After countless roller coaster market tortures, many investors have formed a deep-rooted bear market mentality, so that every time the altcoin rises, the chips will rush to cash out. This is also the reason why the market is always highly vigilant about the altcoin's rebound. However, from two aspects, this round of altcoin market may be different from the past.
First, from the 13th to the 14th, when the price of altcoins rose by more than 20%, the liquidation scale of altcoin longs in the futures market was only 67 million US dollars, which shows that the main force's intention to pull the market is more to sweep up rather than force a short. At the same time, during the rise of altcoins, the futures positions and spot lending rates of altcoins did not rise significantly, which shows that the main short-selling forces still have no intention of building a large position.
Secondly, unlike the previous market increase through stock addition, November, when the market started, was the month with the largest scale and fastest issuance of USDT in the past year, which means that the driving force of the market rise mainly comes from the entry of incremental funds. Although the current altcoin market is more popular than on November 13, the daily market volume remains at around $300 billion, far below the peak of $556 billion on November 13. The main reason for this phenomenon is that Bitcoin entered a sideways consolidation phase during the rise of altcoins, thereby easing the pressure of liquidity competition in the market. Historically, when Bitcoin does not rise and altcoins are active, the bull market is often the most significant stage of money-making. For example, in March 2021, Bitcoin entered a range of fluctuations, and many currencies in sectors such as distributed storage, metaverse, and Layer2 saw a monthly increase of more than 10 times. If the fermentation of FOMO sentiment in each sector follows the path of "doubt-hesitation-delay-fear-buy", then the funds that are currently missing out on altcoins are only in the stage of hesitation.
As Bitcoin has repeatedly failed to hit $100,000, the market's expectations for its callback have gradually heated up, and some people even jokingly call the possible adjustment a "Thanksgiving discount." However, from the current point of view, the trend of Bitcoin is still completely dominated by bulls.

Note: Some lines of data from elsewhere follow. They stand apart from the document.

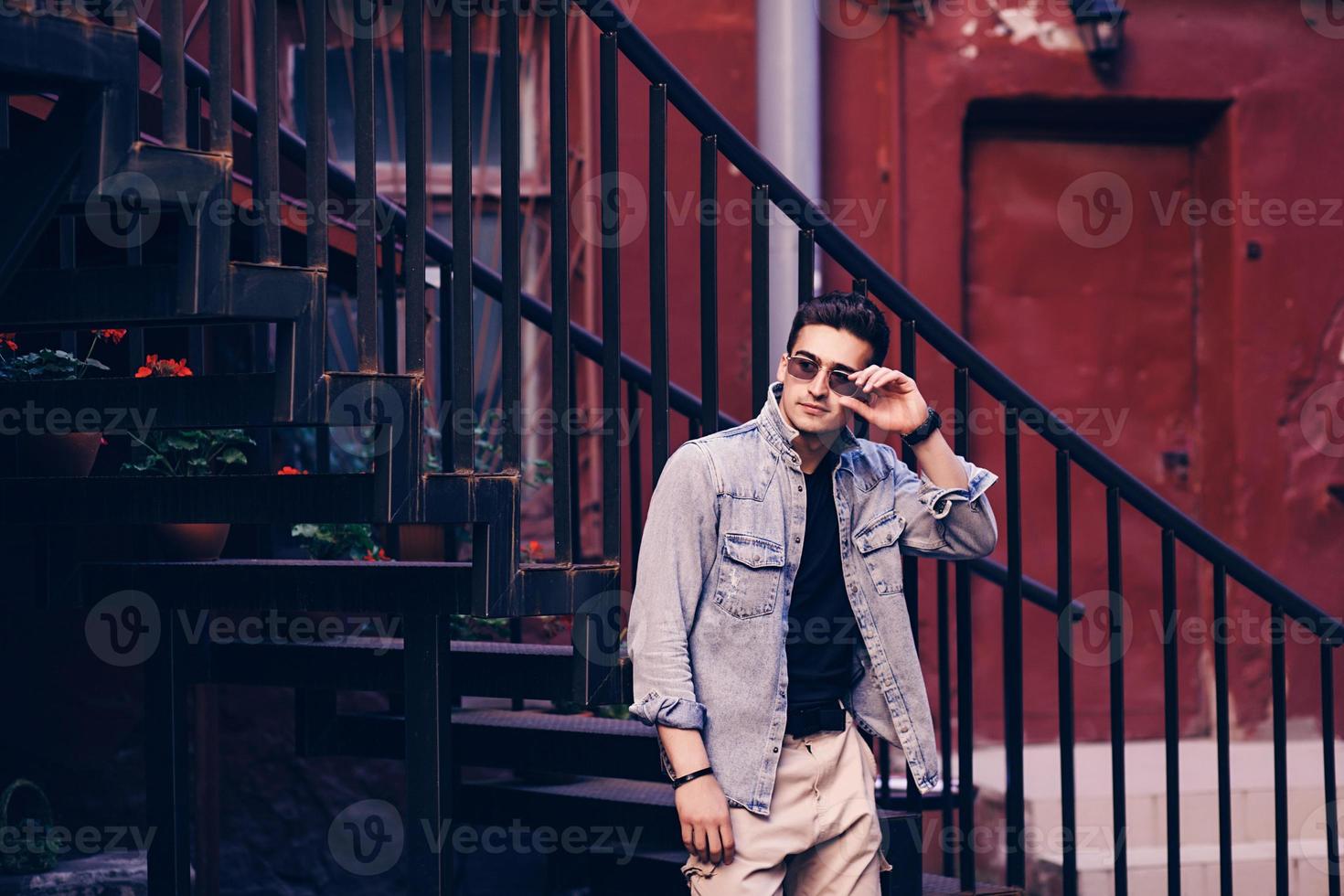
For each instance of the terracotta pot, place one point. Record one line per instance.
(56, 453)
(191, 540)
(421, 541)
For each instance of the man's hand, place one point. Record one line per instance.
(706, 829)
(894, 403)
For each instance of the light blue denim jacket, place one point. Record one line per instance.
(720, 549)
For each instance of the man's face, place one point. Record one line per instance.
(812, 407)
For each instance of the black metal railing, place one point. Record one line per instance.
(669, 89)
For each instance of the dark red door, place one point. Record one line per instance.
(1081, 286)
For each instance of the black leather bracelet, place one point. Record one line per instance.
(692, 775)
(933, 421)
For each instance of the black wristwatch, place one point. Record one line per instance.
(692, 775)
(925, 429)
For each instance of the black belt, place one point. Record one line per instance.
(806, 719)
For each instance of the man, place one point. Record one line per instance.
(769, 620)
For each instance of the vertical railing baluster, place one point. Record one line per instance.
(1115, 644)
(577, 495)
(266, 176)
(560, 100)
(511, 231)
(1329, 641)
(1224, 773)
(366, 187)
(659, 272)
(315, 126)
(611, 140)
(709, 283)
(636, 463)
(464, 369)
(192, 117)
(1278, 677)
(761, 348)
(806, 263)
(220, 77)
(945, 710)
(860, 425)
(1014, 801)
(174, 76)
(1064, 650)
(965, 669)
(1171, 707)
(388, 289)
(417, 192)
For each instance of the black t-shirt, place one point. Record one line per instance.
(823, 633)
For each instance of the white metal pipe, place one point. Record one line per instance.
(789, 134)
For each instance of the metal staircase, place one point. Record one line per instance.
(80, 143)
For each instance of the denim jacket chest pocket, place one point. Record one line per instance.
(878, 543)
(750, 572)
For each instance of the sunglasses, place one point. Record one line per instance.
(804, 368)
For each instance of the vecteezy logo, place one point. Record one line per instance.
(123, 211)
(123, 629)
(1090, 637)
(368, 19)
(1323, 420)
(1097, 209)
(368, 837)
(1326, 16)
(611, 219)
(851, 19)
(368, 420)
(597, 629)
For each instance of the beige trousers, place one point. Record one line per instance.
(821, 838)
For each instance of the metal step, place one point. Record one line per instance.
(155, 294)
(657, 872)
(339, 586)
(575, 744)
(43, 51)
(479, 667)
(218, 400)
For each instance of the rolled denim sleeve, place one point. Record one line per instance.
(953, 524)
(680, 536)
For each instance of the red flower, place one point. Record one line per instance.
(165, 367)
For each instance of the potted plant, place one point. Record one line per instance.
(191, 453)
(339, 541)
(54, 453)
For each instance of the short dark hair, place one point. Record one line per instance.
(851, 312)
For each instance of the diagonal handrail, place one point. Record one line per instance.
(804, 212)
(746, 157)
(293, 148)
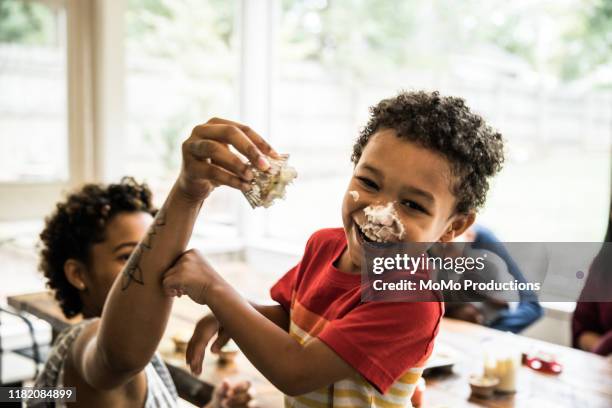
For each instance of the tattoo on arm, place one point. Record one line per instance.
(132, 271)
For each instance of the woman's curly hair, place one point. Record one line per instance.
(445, 125)
(79, 222)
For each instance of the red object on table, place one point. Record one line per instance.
(417, 396)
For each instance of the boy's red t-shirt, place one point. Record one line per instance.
(380, 340)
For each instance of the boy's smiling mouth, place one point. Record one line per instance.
(365, 236)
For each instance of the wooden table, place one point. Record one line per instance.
(586, 380)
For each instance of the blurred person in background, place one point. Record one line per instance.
(592, 321)
(492, 312)
(86, 243)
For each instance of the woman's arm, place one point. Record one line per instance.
(292, 367)
(136, 311)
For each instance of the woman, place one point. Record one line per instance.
(86, 244)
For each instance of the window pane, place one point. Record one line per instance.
(538, 72)
(33, 96)
(182, 69)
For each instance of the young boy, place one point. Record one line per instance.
(428, 157)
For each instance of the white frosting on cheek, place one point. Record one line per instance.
(383, 223)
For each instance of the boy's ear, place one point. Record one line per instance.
(458, 225)
(75, 273)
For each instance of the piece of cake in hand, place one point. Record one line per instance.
(270, 184)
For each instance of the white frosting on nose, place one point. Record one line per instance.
(383, 223)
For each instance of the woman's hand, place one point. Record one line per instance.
(208, 161)
(204, 331)
(191, 275)
(227, 395)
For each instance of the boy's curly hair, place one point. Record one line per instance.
(79, 222)
(445, 125)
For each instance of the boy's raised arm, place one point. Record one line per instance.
(136, 311)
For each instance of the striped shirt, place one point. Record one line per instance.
(161, 392)
(387, 343)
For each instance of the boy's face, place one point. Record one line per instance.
(416, 180)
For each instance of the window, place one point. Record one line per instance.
(33, 100)
(182, 68)
(534, 70)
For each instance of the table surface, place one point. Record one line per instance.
(586, 380)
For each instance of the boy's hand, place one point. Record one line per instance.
(190, 275)
(208, 161)
(205, 329)
(226, 395)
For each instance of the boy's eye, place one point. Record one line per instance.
(124, 257)
(368, 183)
(415, 206)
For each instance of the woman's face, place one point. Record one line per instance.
(108, 257)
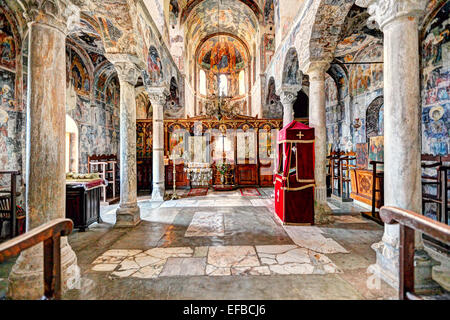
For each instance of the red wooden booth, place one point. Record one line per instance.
(294, 180)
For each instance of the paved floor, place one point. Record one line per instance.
(226, 246)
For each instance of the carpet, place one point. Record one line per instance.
(250, 192)
(198, 192)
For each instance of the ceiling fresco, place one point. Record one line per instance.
(211, 17)
(222, 54)
(189, 5)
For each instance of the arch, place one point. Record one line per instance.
(272, 107)
(143, 104)
(329, 17)
(192, 4)
(374, 118)
(301, 105)
(154, 73)
(241, 82)
(202, 82)
(291, 71)
(72, 135)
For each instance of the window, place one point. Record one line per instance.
(223, 85)
(71, 145)
(241, 82)
(202, 82)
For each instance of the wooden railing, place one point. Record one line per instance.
(50, 233)
(409, 222)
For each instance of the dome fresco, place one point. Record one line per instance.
(210, 17)
(222, 54)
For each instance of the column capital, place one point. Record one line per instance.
(316, 70)
(158, 95)
(126, 67)
(384, 11)
(63, 15)
(288, 94)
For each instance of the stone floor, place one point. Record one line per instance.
(227, 246)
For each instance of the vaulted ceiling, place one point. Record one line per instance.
(207, 17)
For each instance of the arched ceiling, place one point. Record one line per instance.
(222, 54)
(235, 18)
(188, 5)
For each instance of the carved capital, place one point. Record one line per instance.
(158, 95)
(288, 98)
(61, 14)
(125, 66)
(384, 11)
(316, 70)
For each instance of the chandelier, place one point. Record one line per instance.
(221, 107)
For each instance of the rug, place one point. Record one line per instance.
(250, 192)
(197, 192)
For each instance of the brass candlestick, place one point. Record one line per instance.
(174, 194)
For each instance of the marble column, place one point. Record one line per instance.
(402, 146)
(128, 212)
(317, 120)
(288, 95)
(158, 97)
(45, 143)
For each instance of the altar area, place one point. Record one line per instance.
(227, 153)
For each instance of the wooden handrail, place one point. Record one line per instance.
(416, 221)
(50, 233)
(409, 222)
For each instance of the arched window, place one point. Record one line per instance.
(71, 145)
(223, 85)
(202, 82)
(241, 82)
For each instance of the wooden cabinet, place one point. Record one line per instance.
(247, 174)
(144, 174)
(82, 205)
(180, 175)
(362, 186)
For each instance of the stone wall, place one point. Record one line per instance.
(94, 108)
(435, 81)
(12, 111)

First, MicroStrategy, as the "first bull in the universe", currently still holds $3.7 billion in cash reserves (of which $3 billion is raised from convertible bonds), and there is still $15.3 billion in unused quotas for immediate issuance (as long as instructions are given to underwriters such as Barlake Capital and TD Securities, stocks can be sold immediately in the secondary market to raise funds), which means that there are a total of $19 billion in bullets available for increasing Bitcoin holdings in the future. At the same time, under the leadership of MicroStrategy, more and more institutions and entities around the world have begun to join the wave of Bitcoin configuration. According to Coindesk, in the past week, entities including MARA and MetaPlanet have purchased more than $1 billion in Bitcoin. As long as MSTR continues to buy Bitcoin, these entities will most likely continue to follow. Obviously, with sufficient long bullets, once Bitcoin is adjusted, it will inevitably trigger a long counterattack.
Secondly, data from SoSoValue shows that BlackRock Bitcoin Spot ETF options traded 354,000 contracts on the first trading day, with a nominal turnover of $1.86 billion. Among them, 288,700 were call options and 65,000 were put options. The call/put ratio was 4.44, and the market sentiment was almost overwhelmingly optimistic. Data shows that the option with the largest trading volume in the market is the long option expiring on January 17, 2024, with a price range of $55-60, corresponding to a Bitcoin price of $97,000-105,000. In other words, the market is still optimistic that Bitcoin will break through $100,000 before Trump takes office.
In short, although market sentiment is extremely greedy and technical indicators are seriously overbought, short selling is still not a wise choice.
In terms of operation, if DOT, ATOM, ICP, FIL, etc. are used as positions according to the suggestions in the previous article, the returns last week basically exceeded the market average. After the daily trading volume of 300 billion US dollars became the norm, the direct beneficiaries of the market are undoubtedly DEX and CEX. At present, platform coins such as UNI, DYDX, and BNB have not yet performed significantly, and using them as a bottom position to prevent missing out is also a good defensive strategy.